貸切バス運転手の今
本欄で、今春の運賃・料金制度施行以降、貸切バスについて幾度となく触れてきた。バス業界では運賃アップで経営環境は改善したものの肝心の運転手が足らず、車両は車庫にあっても動かせない状況にあるといわれてきた。しかも同じく運転手不足に悩むトラック業界から、バス運転手が引き抜かれ、深刻な運転手不足に陥っている。
このことは、観光業界に身を置く人なら一度は耳にしたことがあるだろう。しかし実際にはバスの運転手は全国で何人いて、どのような状況になっているのか、具体的な数字で示したものはなかったように思う。

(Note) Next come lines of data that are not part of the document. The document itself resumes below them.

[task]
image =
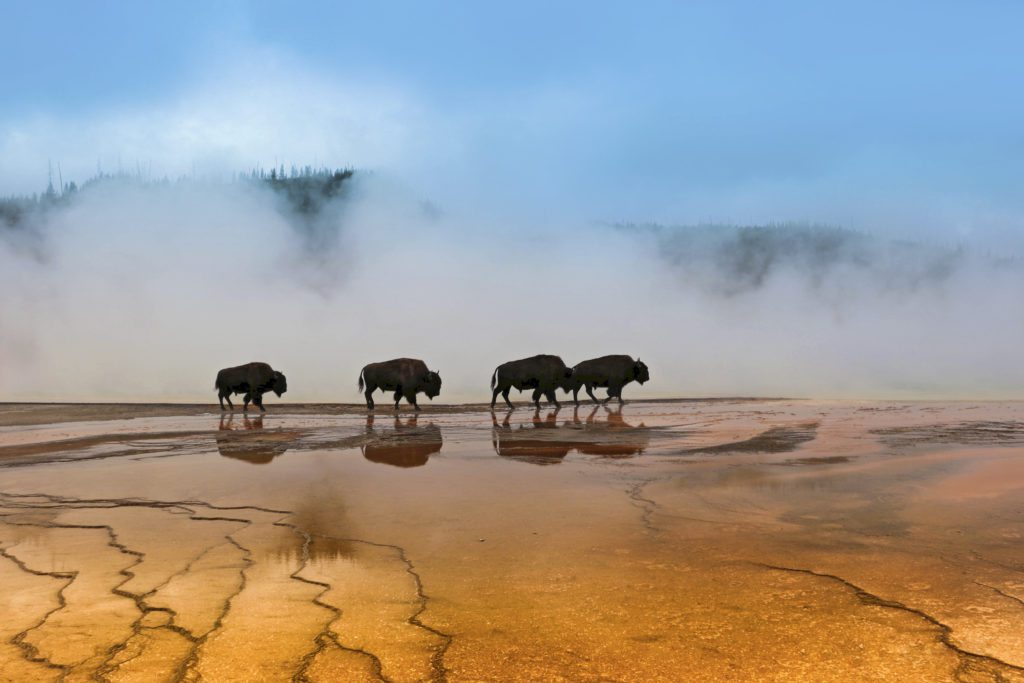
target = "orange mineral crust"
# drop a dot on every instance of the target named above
(728, 540)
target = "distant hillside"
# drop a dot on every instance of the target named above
(306, 190)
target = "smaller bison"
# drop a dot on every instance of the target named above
(407, 377)
(611, 372)
(544, 374)
(252, 379)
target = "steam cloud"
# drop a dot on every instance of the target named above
(133, 291)
(448, 246)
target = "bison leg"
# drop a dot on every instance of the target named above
(614, 390)
(552, 398)
(411, 397)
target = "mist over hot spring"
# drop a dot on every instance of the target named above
(140, 291)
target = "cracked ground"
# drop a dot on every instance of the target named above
(729, 540)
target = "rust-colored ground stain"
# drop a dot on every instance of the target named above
(666, 541)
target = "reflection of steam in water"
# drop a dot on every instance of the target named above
(247, 441)
(407, 444)
(541, 441)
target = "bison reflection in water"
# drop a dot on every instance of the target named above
(610, 372)
(407, 377)
(408, 444)
(252, 379)
(544, 441)
(544, 374)
(247, 441)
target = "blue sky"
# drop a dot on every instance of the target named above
(881, 116)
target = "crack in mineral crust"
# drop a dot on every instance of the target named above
(438, 669)
(185, 670)
(31, 651)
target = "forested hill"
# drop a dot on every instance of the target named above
(305, 189)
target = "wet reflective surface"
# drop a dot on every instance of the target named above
(672, 541)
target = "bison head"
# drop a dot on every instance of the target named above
(431, 384)
(280, 384)
(640, 372)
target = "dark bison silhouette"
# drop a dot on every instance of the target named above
(541, 373)
(407, 377)
(252, 379)
(611, 372)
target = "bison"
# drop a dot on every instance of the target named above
(253, 379)
(612, 372)
(407, 377)
(541, 373)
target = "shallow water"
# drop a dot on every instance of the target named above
(664, 541)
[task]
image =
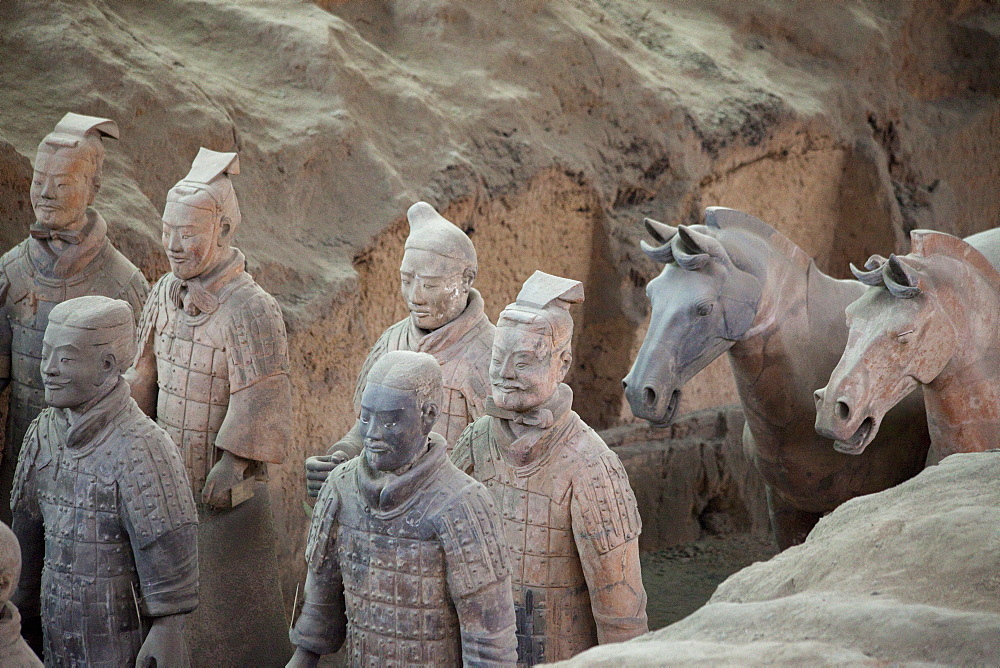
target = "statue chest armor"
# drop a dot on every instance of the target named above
(396, 589)
(89, 579)
(193, 379)
(551, 600)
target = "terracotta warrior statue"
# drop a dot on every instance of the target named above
(14, 651)
(67, 255)
(570, 515)
(446, 320)
(406, 553)
(102, 508)
(213, 370)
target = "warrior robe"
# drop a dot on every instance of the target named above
(216, 346)
(107, 527)
(33, 279)
(572, 526)
(462, 348)
(410, 568)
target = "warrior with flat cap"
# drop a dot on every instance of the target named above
(213, 370)
(446, 320)
(101, 503)
(406, 554)
(570, 516)
(67, 254)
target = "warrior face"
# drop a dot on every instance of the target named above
(525, 371)
(74, 371)
(436, 288)
(194, 239)
(394, 425)
(62, 187)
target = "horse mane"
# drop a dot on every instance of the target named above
(924, 243)
(722, 218)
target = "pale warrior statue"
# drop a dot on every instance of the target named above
(14, 651)
(213, 370)
(570, 516)
(406, 553)
(68, 254)
(102, 508)
(446, 320)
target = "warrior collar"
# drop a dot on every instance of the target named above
(544, 423)
(447, 335)
(87, 431)
(84, 247)
(201, 294)
(389, 494)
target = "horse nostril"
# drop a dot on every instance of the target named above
(649, 396)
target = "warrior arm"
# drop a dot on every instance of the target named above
(606, 529)
(471, 534)
(322, 626)
(258, 423)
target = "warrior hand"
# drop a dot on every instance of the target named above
(318, 469)
(226, 474)
(164, 645)
(303, 658)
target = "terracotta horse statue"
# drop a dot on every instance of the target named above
(931, 319)
(736, 285)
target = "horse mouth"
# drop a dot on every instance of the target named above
(856, 444)
(668, 415)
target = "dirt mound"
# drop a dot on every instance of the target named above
(911, 574)
(547, 129)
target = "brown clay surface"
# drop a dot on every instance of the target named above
(549, 129)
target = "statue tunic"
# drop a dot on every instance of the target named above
(416, 563)
(33, 279)
(105, 499)
(217, 341)
(572, 527)
(462, 348)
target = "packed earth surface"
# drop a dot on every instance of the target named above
(548, 130)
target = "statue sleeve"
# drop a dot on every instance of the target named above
(258, 422)
(142, 376)
(606, 529)
(159, 514)
(28, 526)
(475, 550)
(322, 625)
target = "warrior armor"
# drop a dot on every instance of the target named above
(461, 347)
(107, 499)
(27, 294)
(572, 526)
(418, 566)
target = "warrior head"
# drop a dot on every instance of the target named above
(88, 344)
(68, 168)
(202, 215)
(532, 351)
(10, 563)
(399, 406)
(438, 269)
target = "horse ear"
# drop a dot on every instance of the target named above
(661, 232)
(901, 280)
(698, 243)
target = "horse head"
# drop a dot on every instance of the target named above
(900, 336)
(702, 303)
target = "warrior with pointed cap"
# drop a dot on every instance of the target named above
(446, 320)
(68, 254)
(406, 554)
(570, 516)
(213, 370)
(102, 507)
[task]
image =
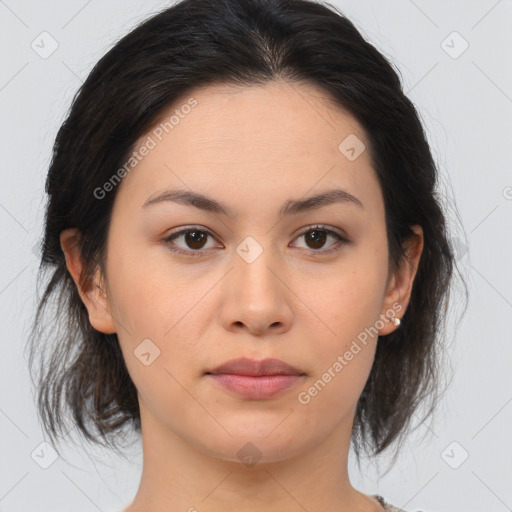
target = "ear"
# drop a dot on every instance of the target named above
(400, 283)
(92, 294)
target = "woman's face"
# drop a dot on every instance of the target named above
(257, 281)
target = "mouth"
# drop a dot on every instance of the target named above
(256, 380)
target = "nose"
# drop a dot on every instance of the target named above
(257, 295)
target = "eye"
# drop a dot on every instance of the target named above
(195, 239)
(317, 235)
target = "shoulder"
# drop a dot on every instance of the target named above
(387, 506)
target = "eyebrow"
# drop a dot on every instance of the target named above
(290, 207)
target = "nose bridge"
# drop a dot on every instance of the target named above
(253, 264)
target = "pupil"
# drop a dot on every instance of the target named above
(320, 237)
(191, 239)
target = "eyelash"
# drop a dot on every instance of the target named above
(341, 241)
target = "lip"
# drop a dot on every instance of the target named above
(254, 368)
(256, 380)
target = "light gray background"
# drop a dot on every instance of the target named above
(466, 106)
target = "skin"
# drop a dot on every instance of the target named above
(268, 144)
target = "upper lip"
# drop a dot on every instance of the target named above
(252, 367)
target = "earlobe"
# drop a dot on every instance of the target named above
(92, 293)
(401, 282)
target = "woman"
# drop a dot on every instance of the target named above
(251, 264)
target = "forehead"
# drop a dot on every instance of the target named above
(258, 140)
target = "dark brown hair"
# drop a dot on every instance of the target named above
(81, 378)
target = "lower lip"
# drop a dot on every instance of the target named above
(256, 388)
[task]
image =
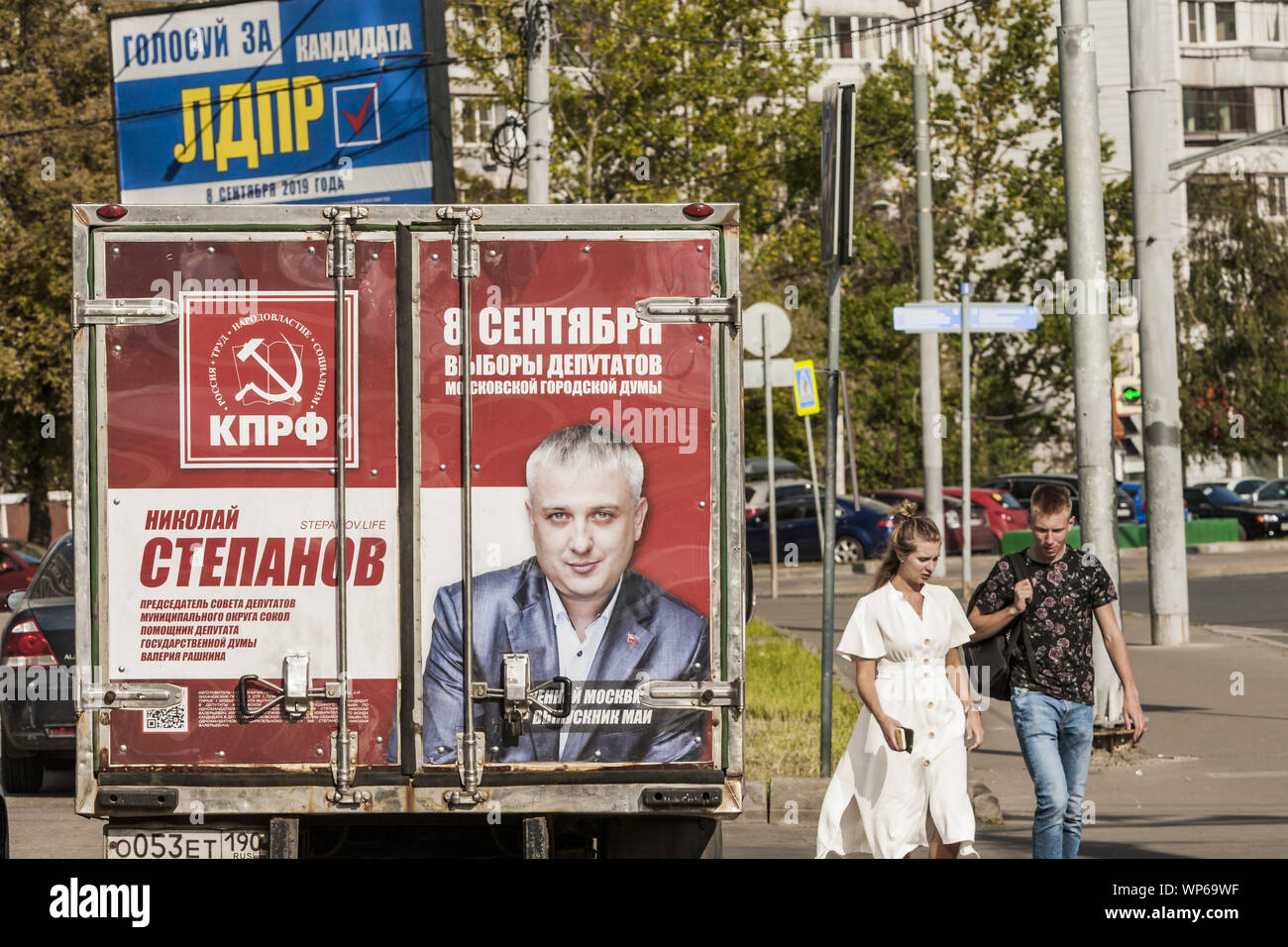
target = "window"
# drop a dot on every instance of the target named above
(835, 40)
(1218, 110)
(56, 577)
(480, 119)
(1273, 200)
(870, 39)
(1225, 24)
(1269, 21)
(1192, 22)
(905, 39)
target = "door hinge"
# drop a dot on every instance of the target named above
(726, 309)
(465, 249)
(123, 312)
(692, 693)
(340, 249)
(130, 696)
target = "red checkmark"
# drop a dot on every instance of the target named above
(357, 120)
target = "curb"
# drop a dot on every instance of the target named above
(797, 800)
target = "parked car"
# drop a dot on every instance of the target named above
(758, 492)
(18, 562)
(40, 634)
(1021, 486)
(861, 532)
(1254, 519)
(1274, 493)
(1001, 510)
(982, 538)
(1245, 487)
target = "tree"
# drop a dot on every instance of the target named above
(999, 196)
(1232, 307)
(655, 101)
(55, 150)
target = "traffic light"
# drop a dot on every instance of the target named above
(1128, 416)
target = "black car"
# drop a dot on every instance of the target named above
(1209, 502)
(1021, 486)
(39, 643)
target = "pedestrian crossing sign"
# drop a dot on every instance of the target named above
(805, 390)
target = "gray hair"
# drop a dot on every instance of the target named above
(589, 446)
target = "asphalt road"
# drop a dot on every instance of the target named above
(1225, 796)
(1254, 600)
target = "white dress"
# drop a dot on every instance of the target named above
(879, 799)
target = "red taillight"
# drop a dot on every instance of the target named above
(26, 646)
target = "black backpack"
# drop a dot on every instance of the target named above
(990, 660)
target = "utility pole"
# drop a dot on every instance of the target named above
(965, 509)
(539, 101)
(1168, 592)
(931, 418)
(1093, 368)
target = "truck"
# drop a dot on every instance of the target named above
(462, 486)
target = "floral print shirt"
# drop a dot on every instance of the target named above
(1054, 652)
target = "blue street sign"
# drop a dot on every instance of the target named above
(927, 317)
(1003, 317)
(805, 390)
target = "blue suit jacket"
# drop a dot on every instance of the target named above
(649, 631)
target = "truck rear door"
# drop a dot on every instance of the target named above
(213, 348)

今号1面で紹介したのは、北海道バス協会をベースにしたあるバス会社の現状分析レポートである。ここに示されたものは北海道だけでなく、全国のバス事業者にも当てはまる。レポートに記されたデータは現在の深刻な状況を数字で淡々と表す一方で、未来への対策を講じていこうという前向きな提言書でもある。引き抜きではなく、自社で雇用し育成していくという、当たり前と言えば当たり前のことが運転手を確保する一番の方法だと説いている。
高みであったはずの2千万人が目前に迫り、地方創生と銘打ち観光需要を掘り起こそうとする今、観光を支える人の育成に光を当てることこそが王道だと肝に銘じたい。